What is the Importance of Geostatistics?
Geostatistics is the study of statistics with a focus on spatial and temporal information. The aim is to model and find patterns of geographic phenomena.
The field of geostatistics covers a wide range of spatial statistical topics such as:
 Semivariograms to characterize the spatial pattern in the data
 Kriging for spatial prediction
 Standard error to measure uncertainty about unsampled values
Geostatistics is a growing field of study that we use in mining, climate studies, soil science, and most environmental fields.
Why use geostatistics?
The three main tools that geostatistics provides are:
 Semivariograms to model the relationship between all pairs of points.
 Kriging modeling to predict values at unsampled locations.
 Standard error to measure confidence at unsampled values.
For example, if you have soil samples at specific locations, geostatistics can answer these types of questions:
What is the forecasted amount of soil moisture at unsampled locations?
How confident is the spatial prediction for the amount of soil moisture is true?
This is different from deterministic interpolation techniques like Inverse Distance Weighting (IDW), where it just estimates unknown locations.
In general, IDW uses a predefined power function. Then, the result is what it is. But it doesn’t tell you how confident you are.
READ MORE: Kriging Interpolation – The Prediction Is Strong in this One
Geostatistics Tools and Topics
Semivariograms
Geostatistics provides descriptive tools like semivariograms to identify underlying trends in spatial phenomena. According to Tobler’s First Law of Geography, closer things is more related than things farther away. This is also the main idea for the concept of spatial autocorrelation.
The semivariogram graphs out all pairs of data according to distance. Observations closer together have a higher correlation. But at a certain distance (range), there is no longer a relationship between points that are close together.
The semivariogram depicts the relationship until it hits the sill where further samples are no longer correlated. The purpose is to fit a mathematical function that models the trend in your semivariogram.
For example, you can select a semivariogram that is:


Kriging Interpolation
Kriging is an interpolation technique that leverages the spatial correlation between samples to predict values at unsampled locations. But the main difference is that you can build it using the mathematical function obtained from the semivariogram.
Here are the different types of kriging available in geostatistics:
CoKriging adds a second related variable so you can improve the prediction with secondary information. For example, to predict precipitation change in mountainous areas, you can add elevation data as a covariate to rainfall amounts.
Empirical Bayesian Kriging (EBK) can help by treating local variance separately. Instead of having a similar variance to a whole extent, EBK performs kriging as a separate underlying process in different areas. It still performs kriging, but it is done locally.
Universal Kriging adds trend surface analysis (or drift) with ordinary kriging by accounting for trends.
Indicator Kriging carries through ordinary kriging with binary data (0 and 1) such as urban and nonurban cells.
Probability Kriging uses binary data (similar to indicator kriging) and estimates unknown points for a series of cutoffs.
This example shows the spatial prediction model from kriging.
Standard Error
Geostatistics is advantageous because it assesses uncertainty for unsampled values with a standard error surface map.
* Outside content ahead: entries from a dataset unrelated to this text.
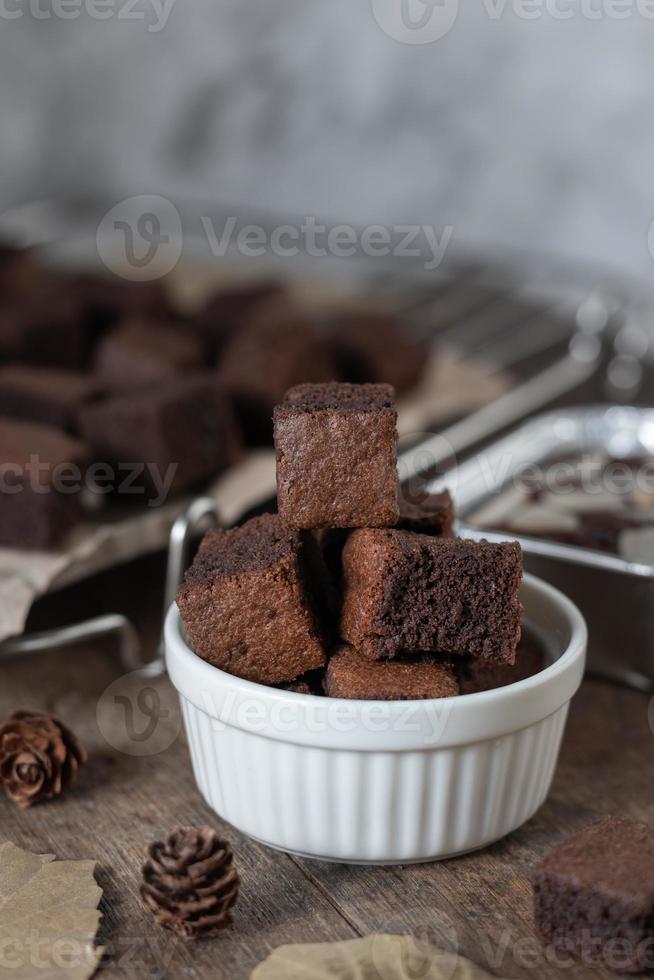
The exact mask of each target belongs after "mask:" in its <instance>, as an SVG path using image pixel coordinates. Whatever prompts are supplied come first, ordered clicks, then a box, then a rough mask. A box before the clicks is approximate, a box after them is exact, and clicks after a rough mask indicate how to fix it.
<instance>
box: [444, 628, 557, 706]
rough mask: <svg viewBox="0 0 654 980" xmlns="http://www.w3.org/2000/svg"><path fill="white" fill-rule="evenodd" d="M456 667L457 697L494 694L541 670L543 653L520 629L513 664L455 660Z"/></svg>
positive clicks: (522, 629)
mask: <svg viewBox="0 0 654 980" xmlns="http://www.w3.org/2000/svg"><path fill="white" fill-rule="evenodd" d="M456 667H457V677H458V679H459V685H460V687H461V694H476V693H477V692H479V691H495V690H497V688H499V687H507V685H508V684H517V683H518V681H524V680H526V679H527V678H528V677H533V675H534V674H539V673H540V672H541V670H544V669H545V667H546V658H545V650H544V648H543V646H542V644H541V642H540V641H539V640H538V638H537V637H536V636H535V635H533V634H532V633H531V632H530V631H528V630H527V628H526V627H524V626H523V629H522V636H521V637H520V642H519V643H518V649H517V650H516V657H515V663H514V664H508V663H506V664H495V663H492V662H489V661H488V660H480V659H479V657H462V658H460V659H458V658H457V664H456Z"/></svg>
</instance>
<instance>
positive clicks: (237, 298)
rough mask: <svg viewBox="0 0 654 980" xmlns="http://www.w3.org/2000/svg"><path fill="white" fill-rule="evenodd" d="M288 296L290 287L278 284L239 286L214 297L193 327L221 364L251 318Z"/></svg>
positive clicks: (201, 313) (198, 314)
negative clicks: (232, 341)
mask: <svg viewBox="0 0 654 980" xmlns="http://www.w3.org/2000/svg"><path fill="white" fill-rule="evenodd" d="M285 295H286V287H285V286H284V284H283V283H281V282H276V281H275V280H257V281H255V282H242V283H237V284H235V285H232V286H229V287H226V288H223V289H221V290H219V291H218V292H217V293H214V294H213V296H211V297H210V299H209V301H208V302H207V304H206V306H205V308H204V309H203V310H202V312H201V313H199V314H198V316H197V317H196V318H195V320H194V321H193V327H194V329H195V330H196V331H197V333H198V334H199V335H200V337H201V338H202V340H203V342H204V343H205V344H206V345H207V346H208V348H209V351H210V355H211V356H212V357H213V358H214V359H215V360H217V359H218V358H219V357H220V355H221V354H222V352H223V350H224V349H225V346H226V345H227V344H228V343H229V342H230V341H231V340H232V339H233V338H234V337H235V336H236V334H237V333H238V331H239V330H240V329H241V327H242V326H243V325H244V324H245V323H246V322H247V320H248V319H249V318H250V317H252V316H253V315H254V314H257V313H259V312H260V311H261V309H262V308H265V307H266V306H267V305H268V304H269V303H271V302H273V301H274V302H275V303H277V302H278V301H280V300H281V299H283V298H284V297H285Z"/></svg>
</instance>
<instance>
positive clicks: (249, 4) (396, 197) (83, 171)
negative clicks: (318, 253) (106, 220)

A standard error map represents a measure of confidence of how likely that prediction will be true.
Standard error assesses the robustness of your kriging model. By comparing actual versus predicted values, it assesses uncertainty by building a surface of residuals.
In general, you get a higher standard of error when you have a sparse amount of observations. When error exceeds a critical threshold, expert knowledge can contribute to the process of the variogram.
Applications and Uses
Geostatistics was originally developed for the mining industry to estimate and manage ore and mineral resources.
But geostatistics applies to various types of spatial phenomena with local variation. For example, we use it to:
 Predict weather, climate, pollution, and other atmospheric phenomena.
 Assess soil attributes and chemistry which vary at all scales.
 Measure the abundance of fish for a sustainable population in fisheries.
Geostatistics is an emerging field of study in engineering, geophysics, and most natural phenomena.